Ein Interview mit der gehörlosen Sozialarbeiterin Stephanie Raith-Kaudelka

19.02.2011

Stephanie Raith-Kaudelka, geboren in Holzkirchen bei München, studierte Sozialarbeit in Berlin. Sie ist Mutter von zwei kleinen Kindern. Die 31-Jährige ist seit Geburt taub und wuchs als Kind gehörloser Eltern auf; auch ihr Ehemann kann nicht hören. Sie leitet gemeinsam mit Charlotte Peter den an der Freien Universität entwickelten Familienkurs für gehörlose Eltern und hörende Kinder.

Frau Raith-Kaudelka, Sie sind taub, beherrschen aber die Lautsprache. Wie haben Sie eine Sprache sprechen gelernt, die Sie akustisch nicht verstehen?
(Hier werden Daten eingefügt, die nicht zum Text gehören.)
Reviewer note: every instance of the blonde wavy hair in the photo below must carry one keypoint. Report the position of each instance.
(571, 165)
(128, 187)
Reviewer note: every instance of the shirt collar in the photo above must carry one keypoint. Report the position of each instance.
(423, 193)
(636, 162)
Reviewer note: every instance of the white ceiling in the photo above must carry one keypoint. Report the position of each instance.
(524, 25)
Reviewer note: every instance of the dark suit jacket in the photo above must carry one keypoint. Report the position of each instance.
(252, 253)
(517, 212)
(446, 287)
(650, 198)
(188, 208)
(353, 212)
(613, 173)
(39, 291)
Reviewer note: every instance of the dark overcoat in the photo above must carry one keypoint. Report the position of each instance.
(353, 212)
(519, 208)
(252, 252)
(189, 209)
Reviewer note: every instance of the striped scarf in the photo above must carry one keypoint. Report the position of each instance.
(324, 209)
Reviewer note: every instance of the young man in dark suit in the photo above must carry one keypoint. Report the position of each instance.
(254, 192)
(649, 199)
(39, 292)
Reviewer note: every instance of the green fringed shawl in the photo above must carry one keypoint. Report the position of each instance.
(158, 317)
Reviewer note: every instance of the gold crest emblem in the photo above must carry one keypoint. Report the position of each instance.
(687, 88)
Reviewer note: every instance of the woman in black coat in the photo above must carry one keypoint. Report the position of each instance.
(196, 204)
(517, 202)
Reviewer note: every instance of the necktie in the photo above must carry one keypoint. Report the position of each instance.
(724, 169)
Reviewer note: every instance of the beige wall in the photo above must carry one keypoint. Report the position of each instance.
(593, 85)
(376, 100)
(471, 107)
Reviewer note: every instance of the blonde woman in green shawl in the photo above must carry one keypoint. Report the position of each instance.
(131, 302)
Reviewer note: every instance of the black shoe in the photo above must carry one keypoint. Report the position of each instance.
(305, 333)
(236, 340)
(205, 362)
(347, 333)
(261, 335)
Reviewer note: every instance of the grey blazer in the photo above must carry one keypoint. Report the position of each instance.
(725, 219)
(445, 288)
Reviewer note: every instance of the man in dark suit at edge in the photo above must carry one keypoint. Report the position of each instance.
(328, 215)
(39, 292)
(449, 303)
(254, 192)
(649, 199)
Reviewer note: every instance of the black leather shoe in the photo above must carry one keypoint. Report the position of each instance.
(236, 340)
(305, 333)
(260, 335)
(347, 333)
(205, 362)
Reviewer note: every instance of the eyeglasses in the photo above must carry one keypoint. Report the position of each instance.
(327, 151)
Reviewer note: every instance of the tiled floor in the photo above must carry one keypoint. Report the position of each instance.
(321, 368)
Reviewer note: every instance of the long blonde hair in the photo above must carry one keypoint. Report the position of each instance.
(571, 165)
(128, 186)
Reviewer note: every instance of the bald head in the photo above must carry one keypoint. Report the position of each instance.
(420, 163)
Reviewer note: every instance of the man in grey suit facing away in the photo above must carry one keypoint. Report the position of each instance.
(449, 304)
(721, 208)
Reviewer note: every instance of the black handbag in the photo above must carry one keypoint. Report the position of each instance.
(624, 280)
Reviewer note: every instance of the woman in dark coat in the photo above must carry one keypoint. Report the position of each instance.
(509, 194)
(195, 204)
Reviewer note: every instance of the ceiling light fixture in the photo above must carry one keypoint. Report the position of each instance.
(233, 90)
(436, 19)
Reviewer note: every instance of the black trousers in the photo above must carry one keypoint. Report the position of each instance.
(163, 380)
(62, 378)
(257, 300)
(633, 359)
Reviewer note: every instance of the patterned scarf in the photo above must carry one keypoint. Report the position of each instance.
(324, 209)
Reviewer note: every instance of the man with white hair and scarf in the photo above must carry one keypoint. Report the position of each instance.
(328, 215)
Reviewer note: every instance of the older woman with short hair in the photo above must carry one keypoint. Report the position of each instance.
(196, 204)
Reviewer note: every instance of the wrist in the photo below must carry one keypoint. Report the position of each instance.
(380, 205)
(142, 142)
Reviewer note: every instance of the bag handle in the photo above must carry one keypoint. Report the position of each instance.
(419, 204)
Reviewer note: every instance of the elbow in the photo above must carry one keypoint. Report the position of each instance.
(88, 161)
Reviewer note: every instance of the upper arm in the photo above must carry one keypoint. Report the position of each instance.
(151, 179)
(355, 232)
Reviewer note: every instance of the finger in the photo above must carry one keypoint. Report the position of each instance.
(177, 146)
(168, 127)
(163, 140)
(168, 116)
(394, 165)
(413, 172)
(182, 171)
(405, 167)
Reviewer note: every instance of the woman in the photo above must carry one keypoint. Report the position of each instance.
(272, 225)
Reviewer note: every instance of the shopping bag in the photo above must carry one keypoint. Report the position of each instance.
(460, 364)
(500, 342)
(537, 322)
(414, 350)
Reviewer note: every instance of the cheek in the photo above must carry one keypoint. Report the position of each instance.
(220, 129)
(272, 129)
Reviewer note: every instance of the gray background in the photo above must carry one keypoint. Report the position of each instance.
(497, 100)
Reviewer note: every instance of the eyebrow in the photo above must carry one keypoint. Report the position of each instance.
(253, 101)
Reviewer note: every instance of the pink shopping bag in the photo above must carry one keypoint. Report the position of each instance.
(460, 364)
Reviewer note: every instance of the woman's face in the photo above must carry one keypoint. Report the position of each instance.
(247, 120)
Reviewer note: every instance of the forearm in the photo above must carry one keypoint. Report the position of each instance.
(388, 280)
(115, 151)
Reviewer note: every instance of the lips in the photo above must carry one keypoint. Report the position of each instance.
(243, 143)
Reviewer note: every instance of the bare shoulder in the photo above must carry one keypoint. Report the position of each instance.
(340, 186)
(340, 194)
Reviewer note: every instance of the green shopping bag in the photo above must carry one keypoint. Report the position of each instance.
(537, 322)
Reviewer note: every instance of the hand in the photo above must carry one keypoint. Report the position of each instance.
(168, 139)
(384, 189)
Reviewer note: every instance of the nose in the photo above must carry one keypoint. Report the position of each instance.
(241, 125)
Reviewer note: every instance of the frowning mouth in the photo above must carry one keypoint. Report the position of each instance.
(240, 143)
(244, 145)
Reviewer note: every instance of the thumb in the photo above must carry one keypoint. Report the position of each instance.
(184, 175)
Das war sehr mühsam, meine hörende Großmutter hat es mir beigebracht.Ich bin taub, mit einem Hörgerät kann ich allerdings viele Geräusche definieren. Das hat das Lernen etwas erleichtert.

Wenn Hörende Sie sprechen hören und ansprechen – führt das zu Missverständnissen?
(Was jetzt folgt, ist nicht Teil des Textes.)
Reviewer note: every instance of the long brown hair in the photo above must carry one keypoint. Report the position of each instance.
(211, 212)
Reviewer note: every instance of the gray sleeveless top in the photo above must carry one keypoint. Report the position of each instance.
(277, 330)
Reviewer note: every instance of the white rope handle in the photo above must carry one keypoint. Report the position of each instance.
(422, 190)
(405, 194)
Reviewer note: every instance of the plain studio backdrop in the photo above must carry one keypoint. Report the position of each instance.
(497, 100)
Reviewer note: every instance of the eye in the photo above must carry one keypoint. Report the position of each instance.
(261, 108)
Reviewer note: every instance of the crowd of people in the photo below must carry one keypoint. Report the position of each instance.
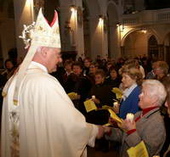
(39, 119)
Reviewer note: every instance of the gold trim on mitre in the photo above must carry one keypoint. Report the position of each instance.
(44, 34)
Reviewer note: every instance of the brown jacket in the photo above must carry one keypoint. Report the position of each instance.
(150, 128)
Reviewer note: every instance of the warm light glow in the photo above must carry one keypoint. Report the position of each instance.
(29, 3)
(101, 22)
(29, 8)
(73, 8)
(144, 31)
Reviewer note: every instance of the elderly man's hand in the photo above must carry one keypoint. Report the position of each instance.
(127, 125)
(101, 132)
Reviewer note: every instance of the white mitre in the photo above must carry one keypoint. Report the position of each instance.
(40, 33)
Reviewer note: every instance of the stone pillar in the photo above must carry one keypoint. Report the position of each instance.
(122, 50)
(24, 14)
(161, 52)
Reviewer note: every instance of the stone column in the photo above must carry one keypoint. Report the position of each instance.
(161, 51)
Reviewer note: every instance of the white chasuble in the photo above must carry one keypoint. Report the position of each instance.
(46, 122)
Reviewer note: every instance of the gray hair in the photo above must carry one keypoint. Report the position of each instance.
(156, 88)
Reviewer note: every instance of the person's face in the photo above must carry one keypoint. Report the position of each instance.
(99, 79)
(9, 65)
(145, 100)
(68, 67)
(93, 69)
(113, 74)
(127, 80)
(87, 63)
(157, 70)
(167, 104)
(77, 70)
(54, 58)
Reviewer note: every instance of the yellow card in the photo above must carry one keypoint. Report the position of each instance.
(90, 105)
(72, 95)
(114, 116)
(118, 93)
(138, 151)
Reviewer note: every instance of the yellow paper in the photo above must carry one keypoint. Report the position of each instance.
(118, 93)
(90, 105)
(105, 107)
(114, 116)
(138, 151)
(72, 95)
Ja, oft – manchmal geht dann alles schief – etwa bei Absprachen mit Unternehmen über Renovierungsarbeiten. Dann zücke ich mein Handy oder Block und Stift.

Was macht Sie ärgerlich?

Wenn Fremde auf der Straße in solchen Situationen weggehen, doch das ist seltener geworden. Viele Leute sind offen gegenüber Taubheit, gerade in Berlin. Immer wieder aber verletzt mich die Frage: „Wie lautet Ihre Telefonnummer?“

Wie ist es, wenn Sie reisen?

Wir Gehörlosen sind ein reisefreudiges Völkchen, wir fliegen praktisch überall hin. Probleme haben wir selten, denn viele von uns können Englisch, das schreiben wir dann auf. Und wenn zum Beispiel ein Grieche auf einer Kykladeninsel mal kein Englisch lesen kann, benutzen wir unsere Hände – denn die Gebärdensprache versteht jeder auf der Welt, auch wenn es vielen nicht bewusst ist.

Gebärden Gehörlose heute häufiger als in Ihrer Kindheit?

Ja, früher haben sich viele Taube für ihre Sprache geschämt. Meine Eltern sind dagegen immer sehr selbstbewusst damit umgegangen. Ich war als Kind auf Demonstrationen zur Anerkennung der Gebärdensprache …

… die seit 2002 in Deutschland offiziell anerkannt ist. Was hat das bewirkt?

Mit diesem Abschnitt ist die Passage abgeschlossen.